Later in the week, another gathering, and the funeral arrangements are close to being final. Salad, ziti with meatballs, ziti and chicken Alfredo, Coors Light. At long last, Mark asks, “What would he have wanted?”
Not much glory accrues to those who fight demons. Who can judge what is an acceptable level of pain to bear?

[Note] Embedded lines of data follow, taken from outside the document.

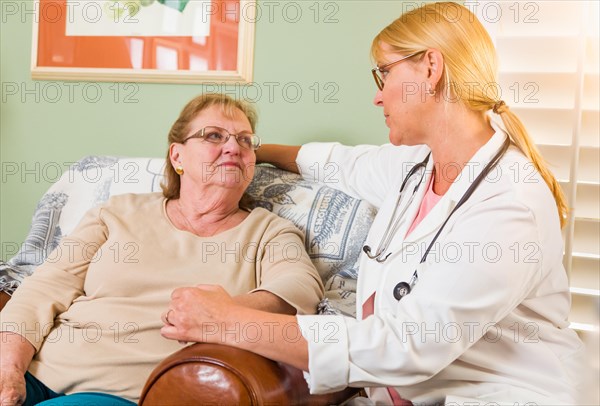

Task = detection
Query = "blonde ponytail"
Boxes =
[371,2,568,226]
[493,102,569,227]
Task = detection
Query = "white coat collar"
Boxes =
[402,122,507,242]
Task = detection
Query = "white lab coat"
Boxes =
[297,128,583,405]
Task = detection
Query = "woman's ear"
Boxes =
[424,49,444,85]
[169,142,183,168]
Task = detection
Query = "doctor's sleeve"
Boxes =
[296,142,426,208]
[297,200,544,393]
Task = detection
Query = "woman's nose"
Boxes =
[223,135,241,154]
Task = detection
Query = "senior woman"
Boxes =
[0,95,323,406]
[162,2,583,405]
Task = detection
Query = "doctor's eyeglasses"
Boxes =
[371,51,425,90]
[181,126,261,150]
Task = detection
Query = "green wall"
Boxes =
[0,0,402,260]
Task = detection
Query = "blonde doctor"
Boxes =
[162,3,582,405]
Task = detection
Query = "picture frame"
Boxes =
[31,0,256,84]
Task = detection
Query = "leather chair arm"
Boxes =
[139,344,360,406]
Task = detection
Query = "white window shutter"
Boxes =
[486,0,600,391]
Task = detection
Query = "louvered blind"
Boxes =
[477,0,600,396]
[477,1,600,334]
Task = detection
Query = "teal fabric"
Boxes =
[24,372,135,406]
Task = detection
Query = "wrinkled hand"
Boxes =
[0,367,26,406]
[160,285,243,344]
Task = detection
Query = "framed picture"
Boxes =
[31,0,256,83]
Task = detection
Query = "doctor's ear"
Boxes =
[169,143,182,168]
[424,49,444,83]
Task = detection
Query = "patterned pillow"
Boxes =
[0,156,376,315]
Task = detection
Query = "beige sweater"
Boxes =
[0,193,323,401]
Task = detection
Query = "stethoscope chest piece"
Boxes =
[394,282,411,300]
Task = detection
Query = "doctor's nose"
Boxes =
[373,90,383,107]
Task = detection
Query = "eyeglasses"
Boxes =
[371,51,425,90]
[182,126,260,150]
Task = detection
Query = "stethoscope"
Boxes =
[363,137,510,300]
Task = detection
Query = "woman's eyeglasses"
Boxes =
[371,51,425,90]
[182,126,261,150]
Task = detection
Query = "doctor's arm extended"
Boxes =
[161,193,554,393]
[256,144,300,173]
[256,142,429,208]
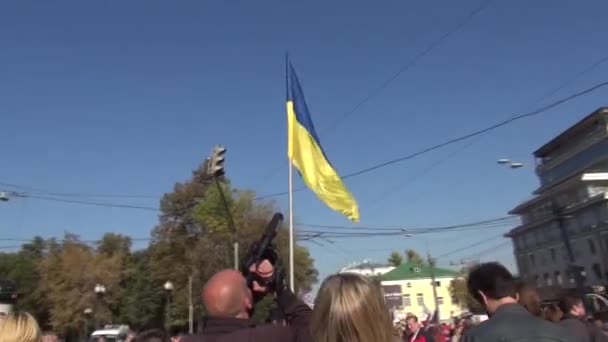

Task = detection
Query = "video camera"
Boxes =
[241,213,285,292]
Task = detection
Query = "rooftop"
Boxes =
[382,262,458,281]
[534,107,608,158]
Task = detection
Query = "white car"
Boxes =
[91,325,130,342]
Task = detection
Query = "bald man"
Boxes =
[183,261,312,342]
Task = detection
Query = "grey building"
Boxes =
[506,107,608,293]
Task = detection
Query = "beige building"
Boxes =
[382,263,463,320]
[507,108,608,299]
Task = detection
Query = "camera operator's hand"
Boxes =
[249,259,274,294]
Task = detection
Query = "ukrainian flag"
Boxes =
[287,62,359,222]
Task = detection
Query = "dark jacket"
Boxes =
[559,315,608,342]
[463,304,576,342]
[183,290,312,342]
[559,315,591,342]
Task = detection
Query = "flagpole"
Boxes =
[285,52,296,292]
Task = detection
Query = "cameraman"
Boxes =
[184,260,312,342]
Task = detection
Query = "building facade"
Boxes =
[506,108,608,297]
[382,263,462,320]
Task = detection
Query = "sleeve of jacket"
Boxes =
[277,290,312,342]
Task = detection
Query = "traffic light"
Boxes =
[209,145,226,177]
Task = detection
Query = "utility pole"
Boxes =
[551,200,585,289]
[427,251,439,321]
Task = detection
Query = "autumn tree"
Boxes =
[448,268,484,313]
[150,159,317,326]
[39,234,123,336]
[388,252,403,267]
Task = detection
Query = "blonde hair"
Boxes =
[311,274,396,342]
[0,312,42,342]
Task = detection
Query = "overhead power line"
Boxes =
[5,192,160,211]
[435,234,503,259]
[249,0,492,190]
[0,182,160,199]
[256,82,608,200]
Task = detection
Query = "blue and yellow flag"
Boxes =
[287,64,359,222]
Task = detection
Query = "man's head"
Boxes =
[405,315,420,333]
[558,295,587,318]
[203,270,253,319]
[467,262,517,313]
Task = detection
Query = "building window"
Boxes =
[587,239,597,255]
[416,293,424,306]
[530,254,536,267]
[403,295,412,307]
[555,271,562,285]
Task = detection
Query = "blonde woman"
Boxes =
[311,273,399,342]
[0,313,42,342]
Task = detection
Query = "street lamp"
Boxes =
[163,280,174,333]
[93,284,106,329]
[83,308,93,341]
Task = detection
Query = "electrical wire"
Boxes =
[249,0,492,191]
[434,234,503,259]
[0,182,160,199]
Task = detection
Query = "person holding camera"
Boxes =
[183,258,312,342]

As they say, no man is an island—in a demon-fight the carnage is not limited to the principals. Collateral damage is the order of the day; the shrapnel and brimstone don’t spare the bystanders. It has been instructive in the last few days to appreciate how his public and family lives diverged.
All the defensive black humor and honest harshness, so therapeutic to us over the last couple years, comes home to roost as guilt and regret, a little appalling in the moment. But they will regain their usefulness as time passes. There is no need to coin an insanely clever way of saying “He’s in a better place” or “He wanted it this way” or “He’s finally at peace.” All the time-honored platitudes surface, though the thing is, they are true and, better, they feel true. Their utter familiarity gives them heft and value.
With his unsparing critical wit Mike could deliver both cuts and blunt-force trauma. He was intimidating in silence as well as speech. As the years passed I learned for the most part to let the waves of intimidation roll over and around me. It helped, over the past couple of decades, to have our grandchildren in common. Our grandson thinks Mike would be amused that I’m writing about him, but I’m still waiting for a sign.